Plain language summary
Fermented foods have grown in popularity due to their proposed health benefits but there is limited clinical evidence for the effectiveness of most fermented foods in gastrointestinal health. This review paper looks at non-dairy fermented foods which have been studied in at least one RCT: kefir, sauerkraut, natto, and sourdough bread. The health benefits are attributed to the high ratio of probiotic microorganisms, metabolites, or ability to convert compounds into active metabolites, as well as prebiotics and vitamins contained in these foods. Kimchi has the greatest evidence from epidemiological and case control studies investigating risk of gastric cancers. Different food composition of kimchi is shown to both increase and decrease risks, whilst it had no impact on H. pylori levels. There were no studies on kefir in functional bowel disorders however, it was shown to help lactose malabsorption and reduce H. pylori levels. A small RCT on Sauerkraut showed it reduced IBS severity in patients and increased in vitro activity of key liver and kidney detoxifying enzymes. There are small pockets of data that show that tempeh may influence gut microbiota in humans, and that natto may increase bifidobacterial and short-chain fatty acids in healthy volunteers. There are numerous limited cohort studies on miso and cancer risk but no studies on gastrointestinal conditions. Finally, sourdough was shown to reduce FODMAPS and be better tolerated in IBS patients, reducing bloating, nausea and discomfort. Overall, all the studies provide insufficient evidence on fermented foods and gastrointestinal health.

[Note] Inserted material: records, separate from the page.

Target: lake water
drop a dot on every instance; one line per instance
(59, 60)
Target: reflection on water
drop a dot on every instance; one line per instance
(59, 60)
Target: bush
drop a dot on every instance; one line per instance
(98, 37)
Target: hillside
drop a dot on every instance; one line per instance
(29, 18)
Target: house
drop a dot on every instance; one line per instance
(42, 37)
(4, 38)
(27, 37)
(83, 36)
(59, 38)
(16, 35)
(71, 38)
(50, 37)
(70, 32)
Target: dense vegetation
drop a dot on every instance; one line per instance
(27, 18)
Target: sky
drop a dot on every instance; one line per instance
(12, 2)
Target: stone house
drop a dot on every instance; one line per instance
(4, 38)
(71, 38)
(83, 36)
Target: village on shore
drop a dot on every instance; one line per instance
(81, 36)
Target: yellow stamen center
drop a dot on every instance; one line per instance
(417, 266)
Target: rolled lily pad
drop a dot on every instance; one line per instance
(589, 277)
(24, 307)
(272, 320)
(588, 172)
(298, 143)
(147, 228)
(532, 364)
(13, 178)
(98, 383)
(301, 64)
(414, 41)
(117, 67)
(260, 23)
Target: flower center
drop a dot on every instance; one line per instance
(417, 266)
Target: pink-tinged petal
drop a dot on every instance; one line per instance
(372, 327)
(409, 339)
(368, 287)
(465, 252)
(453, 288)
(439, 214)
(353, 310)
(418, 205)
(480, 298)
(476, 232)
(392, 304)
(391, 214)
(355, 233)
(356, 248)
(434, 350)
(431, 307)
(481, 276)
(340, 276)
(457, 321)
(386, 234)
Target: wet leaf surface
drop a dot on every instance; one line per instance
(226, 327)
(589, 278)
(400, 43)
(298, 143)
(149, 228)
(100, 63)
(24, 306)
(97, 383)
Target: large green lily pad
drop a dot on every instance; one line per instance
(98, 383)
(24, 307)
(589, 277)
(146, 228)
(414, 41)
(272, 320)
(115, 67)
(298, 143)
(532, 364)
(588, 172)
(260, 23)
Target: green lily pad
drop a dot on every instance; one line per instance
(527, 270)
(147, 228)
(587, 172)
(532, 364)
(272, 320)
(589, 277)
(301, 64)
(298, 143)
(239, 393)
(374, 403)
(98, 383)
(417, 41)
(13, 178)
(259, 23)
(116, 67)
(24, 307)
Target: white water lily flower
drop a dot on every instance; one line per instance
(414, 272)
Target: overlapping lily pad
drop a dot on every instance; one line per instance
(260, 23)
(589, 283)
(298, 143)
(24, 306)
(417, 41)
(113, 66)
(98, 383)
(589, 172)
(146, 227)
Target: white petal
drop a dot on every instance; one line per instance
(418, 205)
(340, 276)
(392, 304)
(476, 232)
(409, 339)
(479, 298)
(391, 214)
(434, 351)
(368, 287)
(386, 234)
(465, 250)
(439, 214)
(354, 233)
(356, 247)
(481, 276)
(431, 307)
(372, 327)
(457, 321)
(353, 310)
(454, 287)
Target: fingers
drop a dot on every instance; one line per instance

undefined: Fermented foods are defined as foods or beverages produced through controlled microbial growth, and the conversion of food components through enzymatic action. In recent years, fermented foods have undergone a surge in popularity, mainly due to their proposed health benefits. The aim of this review is to define and characterise common fermented foods (kefir, kombucha, sauerkraut, tempeh, natto, miso, kimchi, sourdough bread), their mechanisms of action (including impact on the microbiota), and the evidence for effects on gastrointestinal health and disease in humans. Putative mechanisms for the impact of fermented foods on health include the potential probiotic effect of their constituent microorganisms, the fermentation-derived production of bioactive peptides, biogenic amines, and conversion of phenolic compounds to biologically active compounds, as well as the reduction of anti-nutrients. Fermented foods that have been tested in at least one randomised controlled trial (RCT) for their gastrointestinal effects were kefir, sauerkraut, natto, and sourdough bread. Despite extensive in vitro studies, there are no RCTs investigating the impact of kombucha, miso, kimchi or tempeh in gastrointestinal health. The most widely investigated fermented food is kefir, with evidence from at least one RCT suggesting beneficial effects in both lactose malabsorption and eradication. In summary, there is very limited clinical evidence for the effectiveness of most fermented foods in gastrointestinal health and disease. Given the convincing in vitro findings, clinical high-quality trials investigating the health benefits of fermented foods are warranted.